I want to reinstall CONDA and NEST. What version of CONDA and NEST are you using? Is the installation tutorial the following?

With OpenMPI:

conda create --name ENVNAME -c conda-forge nest-simulator==mpi_openmpi The syntax for this install follows the pattern: nest-simulator==

eg:conda create --name ENVNAME -c conda-forge nest-simulator=2.20=mpi_openmpi

jarsi commented 3 years ago

I installed it this way, it should automatically install the most recent nest version. conda create --name nest_tmp -c conda-forge "nest-simulator=*=mpi_openmpi*"

I think the file multi_test.py cannot be found once the mpi process on the nodes try to run it.
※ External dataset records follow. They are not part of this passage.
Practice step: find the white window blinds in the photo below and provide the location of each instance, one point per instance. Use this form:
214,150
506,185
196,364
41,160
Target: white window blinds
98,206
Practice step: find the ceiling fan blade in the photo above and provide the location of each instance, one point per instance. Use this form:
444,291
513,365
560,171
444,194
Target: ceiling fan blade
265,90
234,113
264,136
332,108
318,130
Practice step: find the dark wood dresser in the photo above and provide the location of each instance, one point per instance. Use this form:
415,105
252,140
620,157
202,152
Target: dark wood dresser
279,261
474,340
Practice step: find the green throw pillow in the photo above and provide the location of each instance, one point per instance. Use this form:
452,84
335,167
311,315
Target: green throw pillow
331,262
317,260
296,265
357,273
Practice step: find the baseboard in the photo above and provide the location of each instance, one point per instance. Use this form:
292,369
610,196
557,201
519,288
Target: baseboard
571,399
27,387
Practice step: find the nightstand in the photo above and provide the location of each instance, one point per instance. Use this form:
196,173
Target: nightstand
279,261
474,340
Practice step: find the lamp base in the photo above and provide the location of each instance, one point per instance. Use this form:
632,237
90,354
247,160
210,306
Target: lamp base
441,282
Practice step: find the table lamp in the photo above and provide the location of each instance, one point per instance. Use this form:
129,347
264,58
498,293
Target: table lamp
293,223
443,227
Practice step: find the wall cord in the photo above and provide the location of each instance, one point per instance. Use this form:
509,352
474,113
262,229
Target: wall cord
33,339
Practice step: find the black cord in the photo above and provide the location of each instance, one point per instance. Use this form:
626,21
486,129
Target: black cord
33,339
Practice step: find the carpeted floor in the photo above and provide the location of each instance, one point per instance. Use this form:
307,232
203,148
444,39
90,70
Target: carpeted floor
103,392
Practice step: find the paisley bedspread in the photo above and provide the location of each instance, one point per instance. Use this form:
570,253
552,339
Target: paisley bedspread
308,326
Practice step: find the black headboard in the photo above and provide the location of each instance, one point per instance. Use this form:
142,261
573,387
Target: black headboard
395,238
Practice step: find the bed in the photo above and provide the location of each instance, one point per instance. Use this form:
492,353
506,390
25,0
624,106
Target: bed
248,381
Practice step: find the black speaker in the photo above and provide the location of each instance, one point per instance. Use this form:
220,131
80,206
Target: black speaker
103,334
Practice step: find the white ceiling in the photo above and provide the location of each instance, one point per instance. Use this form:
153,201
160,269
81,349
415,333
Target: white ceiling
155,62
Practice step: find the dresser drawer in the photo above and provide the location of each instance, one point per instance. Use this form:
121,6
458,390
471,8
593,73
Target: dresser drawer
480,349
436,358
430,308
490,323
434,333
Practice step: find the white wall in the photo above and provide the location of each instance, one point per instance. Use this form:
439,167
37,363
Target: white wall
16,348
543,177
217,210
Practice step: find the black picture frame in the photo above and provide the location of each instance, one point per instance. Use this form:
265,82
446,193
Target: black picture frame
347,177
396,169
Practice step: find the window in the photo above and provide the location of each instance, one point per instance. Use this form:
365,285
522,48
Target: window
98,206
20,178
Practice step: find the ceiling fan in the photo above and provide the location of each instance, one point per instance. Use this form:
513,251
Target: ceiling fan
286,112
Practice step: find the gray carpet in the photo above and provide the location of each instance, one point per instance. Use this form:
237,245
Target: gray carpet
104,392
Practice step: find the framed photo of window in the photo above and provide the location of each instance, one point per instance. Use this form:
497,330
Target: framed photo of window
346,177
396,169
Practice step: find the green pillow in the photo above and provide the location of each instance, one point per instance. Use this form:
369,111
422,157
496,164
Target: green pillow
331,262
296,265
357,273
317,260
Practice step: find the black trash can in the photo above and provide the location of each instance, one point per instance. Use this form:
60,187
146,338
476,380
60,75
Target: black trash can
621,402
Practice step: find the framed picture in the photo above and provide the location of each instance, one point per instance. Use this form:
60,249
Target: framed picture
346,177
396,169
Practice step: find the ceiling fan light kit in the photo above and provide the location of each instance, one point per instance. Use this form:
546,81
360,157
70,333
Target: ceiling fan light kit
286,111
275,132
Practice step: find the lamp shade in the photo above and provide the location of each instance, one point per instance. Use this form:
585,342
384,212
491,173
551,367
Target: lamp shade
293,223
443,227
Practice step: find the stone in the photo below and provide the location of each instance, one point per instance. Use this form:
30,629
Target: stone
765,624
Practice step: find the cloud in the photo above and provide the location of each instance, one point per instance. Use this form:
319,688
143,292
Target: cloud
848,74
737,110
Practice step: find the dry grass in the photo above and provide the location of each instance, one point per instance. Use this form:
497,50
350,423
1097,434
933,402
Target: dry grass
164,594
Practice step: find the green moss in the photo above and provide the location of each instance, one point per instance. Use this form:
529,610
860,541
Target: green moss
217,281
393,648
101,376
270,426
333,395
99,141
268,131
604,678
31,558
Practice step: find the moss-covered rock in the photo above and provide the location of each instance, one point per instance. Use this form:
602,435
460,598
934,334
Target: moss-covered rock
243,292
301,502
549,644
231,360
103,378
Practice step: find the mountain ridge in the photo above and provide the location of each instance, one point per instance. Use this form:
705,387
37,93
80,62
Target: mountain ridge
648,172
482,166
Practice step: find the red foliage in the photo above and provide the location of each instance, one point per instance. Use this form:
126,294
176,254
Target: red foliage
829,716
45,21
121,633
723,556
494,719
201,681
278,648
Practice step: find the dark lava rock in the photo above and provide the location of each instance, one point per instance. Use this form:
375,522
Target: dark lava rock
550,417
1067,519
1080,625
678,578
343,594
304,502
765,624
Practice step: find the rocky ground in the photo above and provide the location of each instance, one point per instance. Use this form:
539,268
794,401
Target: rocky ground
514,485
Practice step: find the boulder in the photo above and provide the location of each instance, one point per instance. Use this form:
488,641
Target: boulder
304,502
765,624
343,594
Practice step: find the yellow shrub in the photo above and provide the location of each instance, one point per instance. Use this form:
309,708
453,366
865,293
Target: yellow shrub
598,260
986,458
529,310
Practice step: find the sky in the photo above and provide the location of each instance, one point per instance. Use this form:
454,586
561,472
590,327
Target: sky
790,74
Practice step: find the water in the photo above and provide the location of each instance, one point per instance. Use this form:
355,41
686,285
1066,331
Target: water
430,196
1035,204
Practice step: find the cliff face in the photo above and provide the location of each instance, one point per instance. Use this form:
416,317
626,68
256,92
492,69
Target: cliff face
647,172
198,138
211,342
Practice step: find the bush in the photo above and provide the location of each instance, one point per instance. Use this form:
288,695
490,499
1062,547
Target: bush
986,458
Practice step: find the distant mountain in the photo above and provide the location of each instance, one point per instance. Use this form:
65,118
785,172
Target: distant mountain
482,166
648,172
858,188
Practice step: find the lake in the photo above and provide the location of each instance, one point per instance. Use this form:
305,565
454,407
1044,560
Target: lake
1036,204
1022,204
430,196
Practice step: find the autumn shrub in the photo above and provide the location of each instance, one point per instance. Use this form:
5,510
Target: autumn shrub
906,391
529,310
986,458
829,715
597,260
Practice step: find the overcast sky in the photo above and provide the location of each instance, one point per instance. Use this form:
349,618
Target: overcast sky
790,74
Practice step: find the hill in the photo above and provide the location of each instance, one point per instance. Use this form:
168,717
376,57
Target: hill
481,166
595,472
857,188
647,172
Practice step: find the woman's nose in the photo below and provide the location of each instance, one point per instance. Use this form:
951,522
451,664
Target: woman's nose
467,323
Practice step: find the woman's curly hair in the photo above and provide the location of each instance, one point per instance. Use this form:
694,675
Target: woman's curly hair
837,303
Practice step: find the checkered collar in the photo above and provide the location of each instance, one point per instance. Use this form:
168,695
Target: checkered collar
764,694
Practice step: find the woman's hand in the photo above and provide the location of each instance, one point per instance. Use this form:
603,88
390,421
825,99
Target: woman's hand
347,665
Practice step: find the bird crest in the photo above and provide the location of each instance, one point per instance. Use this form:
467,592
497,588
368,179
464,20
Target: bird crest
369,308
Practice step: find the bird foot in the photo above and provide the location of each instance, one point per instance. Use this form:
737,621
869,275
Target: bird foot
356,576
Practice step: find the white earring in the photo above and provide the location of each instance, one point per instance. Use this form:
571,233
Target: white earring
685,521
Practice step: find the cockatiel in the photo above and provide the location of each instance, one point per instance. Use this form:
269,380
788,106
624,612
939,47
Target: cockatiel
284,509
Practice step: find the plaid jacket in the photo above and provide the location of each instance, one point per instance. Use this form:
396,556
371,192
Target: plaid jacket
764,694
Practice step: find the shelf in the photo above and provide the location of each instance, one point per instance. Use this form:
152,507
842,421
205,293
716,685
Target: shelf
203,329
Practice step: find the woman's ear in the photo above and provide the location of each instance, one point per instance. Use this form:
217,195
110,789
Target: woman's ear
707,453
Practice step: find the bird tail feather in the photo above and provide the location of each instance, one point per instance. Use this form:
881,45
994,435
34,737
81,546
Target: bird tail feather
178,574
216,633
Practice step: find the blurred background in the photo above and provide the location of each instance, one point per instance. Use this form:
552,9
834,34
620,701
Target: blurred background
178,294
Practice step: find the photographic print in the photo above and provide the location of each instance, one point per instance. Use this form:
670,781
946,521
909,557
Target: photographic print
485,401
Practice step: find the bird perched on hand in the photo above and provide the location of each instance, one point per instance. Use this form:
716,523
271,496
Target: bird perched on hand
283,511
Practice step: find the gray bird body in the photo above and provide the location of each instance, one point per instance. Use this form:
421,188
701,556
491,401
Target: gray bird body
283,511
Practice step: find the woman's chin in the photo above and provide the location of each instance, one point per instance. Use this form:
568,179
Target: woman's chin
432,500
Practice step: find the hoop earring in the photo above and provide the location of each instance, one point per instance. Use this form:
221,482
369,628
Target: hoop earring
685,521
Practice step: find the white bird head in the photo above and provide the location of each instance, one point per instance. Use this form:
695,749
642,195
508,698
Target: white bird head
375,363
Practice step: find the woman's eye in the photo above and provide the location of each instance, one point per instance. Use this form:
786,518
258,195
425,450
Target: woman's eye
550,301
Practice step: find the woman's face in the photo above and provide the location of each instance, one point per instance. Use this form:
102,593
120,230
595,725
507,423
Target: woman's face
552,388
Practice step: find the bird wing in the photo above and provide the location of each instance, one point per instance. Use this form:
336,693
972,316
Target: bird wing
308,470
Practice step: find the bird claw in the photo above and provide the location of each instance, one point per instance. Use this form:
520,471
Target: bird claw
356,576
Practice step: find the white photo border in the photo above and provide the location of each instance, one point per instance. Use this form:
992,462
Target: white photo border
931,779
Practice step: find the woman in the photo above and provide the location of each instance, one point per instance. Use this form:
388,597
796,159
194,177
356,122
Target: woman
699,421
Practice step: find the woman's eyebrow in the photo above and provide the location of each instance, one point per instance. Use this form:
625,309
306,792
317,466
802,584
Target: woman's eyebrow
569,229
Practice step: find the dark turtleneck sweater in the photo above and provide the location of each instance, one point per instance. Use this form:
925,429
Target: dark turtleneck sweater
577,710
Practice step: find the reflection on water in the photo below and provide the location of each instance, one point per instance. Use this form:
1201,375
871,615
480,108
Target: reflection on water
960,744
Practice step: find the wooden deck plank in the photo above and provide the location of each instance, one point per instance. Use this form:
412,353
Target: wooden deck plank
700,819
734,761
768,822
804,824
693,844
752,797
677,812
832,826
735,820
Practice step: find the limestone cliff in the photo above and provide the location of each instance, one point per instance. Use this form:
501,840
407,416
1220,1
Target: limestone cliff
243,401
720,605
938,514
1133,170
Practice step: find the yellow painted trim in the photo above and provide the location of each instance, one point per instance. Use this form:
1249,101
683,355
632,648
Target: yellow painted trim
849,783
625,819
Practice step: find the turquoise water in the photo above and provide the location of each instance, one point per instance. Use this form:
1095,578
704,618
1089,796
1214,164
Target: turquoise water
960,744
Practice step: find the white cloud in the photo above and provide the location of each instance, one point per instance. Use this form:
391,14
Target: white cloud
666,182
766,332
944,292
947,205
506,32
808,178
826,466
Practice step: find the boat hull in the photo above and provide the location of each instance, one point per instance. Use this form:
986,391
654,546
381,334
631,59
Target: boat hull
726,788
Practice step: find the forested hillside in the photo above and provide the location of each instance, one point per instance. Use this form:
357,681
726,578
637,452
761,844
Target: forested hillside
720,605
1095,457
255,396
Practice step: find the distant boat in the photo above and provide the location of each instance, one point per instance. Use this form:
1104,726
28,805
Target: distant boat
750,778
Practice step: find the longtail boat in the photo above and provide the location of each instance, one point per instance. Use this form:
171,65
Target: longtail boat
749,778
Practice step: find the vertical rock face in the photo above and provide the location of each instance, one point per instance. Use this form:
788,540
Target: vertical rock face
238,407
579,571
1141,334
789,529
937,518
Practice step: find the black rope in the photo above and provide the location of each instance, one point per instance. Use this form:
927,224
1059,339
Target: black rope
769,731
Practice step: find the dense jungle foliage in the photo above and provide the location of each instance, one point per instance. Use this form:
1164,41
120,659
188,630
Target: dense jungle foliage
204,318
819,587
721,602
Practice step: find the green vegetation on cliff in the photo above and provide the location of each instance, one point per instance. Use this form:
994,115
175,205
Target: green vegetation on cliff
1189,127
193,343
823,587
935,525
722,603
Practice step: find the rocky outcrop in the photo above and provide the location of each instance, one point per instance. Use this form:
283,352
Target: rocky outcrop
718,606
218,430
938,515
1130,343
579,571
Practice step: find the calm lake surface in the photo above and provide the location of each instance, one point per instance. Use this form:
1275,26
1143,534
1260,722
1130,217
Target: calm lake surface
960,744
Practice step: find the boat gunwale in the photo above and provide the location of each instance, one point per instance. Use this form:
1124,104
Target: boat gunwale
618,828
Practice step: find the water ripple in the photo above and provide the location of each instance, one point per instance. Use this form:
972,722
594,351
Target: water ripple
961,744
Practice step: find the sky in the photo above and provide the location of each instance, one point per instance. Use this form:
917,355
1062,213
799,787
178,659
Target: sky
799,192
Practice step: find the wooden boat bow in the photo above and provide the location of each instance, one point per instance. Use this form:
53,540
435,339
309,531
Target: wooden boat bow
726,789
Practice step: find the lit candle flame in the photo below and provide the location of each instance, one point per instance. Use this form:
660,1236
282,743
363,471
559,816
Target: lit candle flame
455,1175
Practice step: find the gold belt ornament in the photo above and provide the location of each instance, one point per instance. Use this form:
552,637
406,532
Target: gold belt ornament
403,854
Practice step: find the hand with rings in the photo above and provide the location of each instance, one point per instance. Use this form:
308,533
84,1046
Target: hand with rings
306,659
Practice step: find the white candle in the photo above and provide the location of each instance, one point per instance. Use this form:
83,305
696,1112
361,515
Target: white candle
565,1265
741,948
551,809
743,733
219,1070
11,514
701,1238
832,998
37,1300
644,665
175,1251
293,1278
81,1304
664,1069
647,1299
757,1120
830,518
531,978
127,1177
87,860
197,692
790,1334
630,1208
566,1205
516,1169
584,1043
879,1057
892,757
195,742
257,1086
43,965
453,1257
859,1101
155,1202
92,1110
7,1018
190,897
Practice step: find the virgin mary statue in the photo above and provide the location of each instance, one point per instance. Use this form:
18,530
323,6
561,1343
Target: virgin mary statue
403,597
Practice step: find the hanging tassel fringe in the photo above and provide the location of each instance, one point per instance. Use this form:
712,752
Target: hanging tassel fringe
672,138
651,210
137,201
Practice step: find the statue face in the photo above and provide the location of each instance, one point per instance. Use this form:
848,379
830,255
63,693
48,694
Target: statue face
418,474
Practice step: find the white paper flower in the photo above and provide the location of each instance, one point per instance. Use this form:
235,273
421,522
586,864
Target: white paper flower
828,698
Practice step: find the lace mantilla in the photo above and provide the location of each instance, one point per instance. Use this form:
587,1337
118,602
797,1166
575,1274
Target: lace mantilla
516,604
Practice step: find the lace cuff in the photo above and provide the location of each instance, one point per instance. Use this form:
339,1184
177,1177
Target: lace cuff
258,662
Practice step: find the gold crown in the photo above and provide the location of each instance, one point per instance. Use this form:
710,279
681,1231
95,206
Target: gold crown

With this command you can test whether mpi can access the multi_test.py file from both nodes:

/home/work/anaconda3/envs/pynest_mpi/bin/mpirun -np 1 -host work0 ls /home/work/xjd/nest_multi_test/multi_test.py /home/work/anaconda3/envs/pynest_mpi/bin/mpirun -np 1 -host work1 ls /home/work/xjd/nest_multi_test/multi_test.py

Could you post the output of both commands?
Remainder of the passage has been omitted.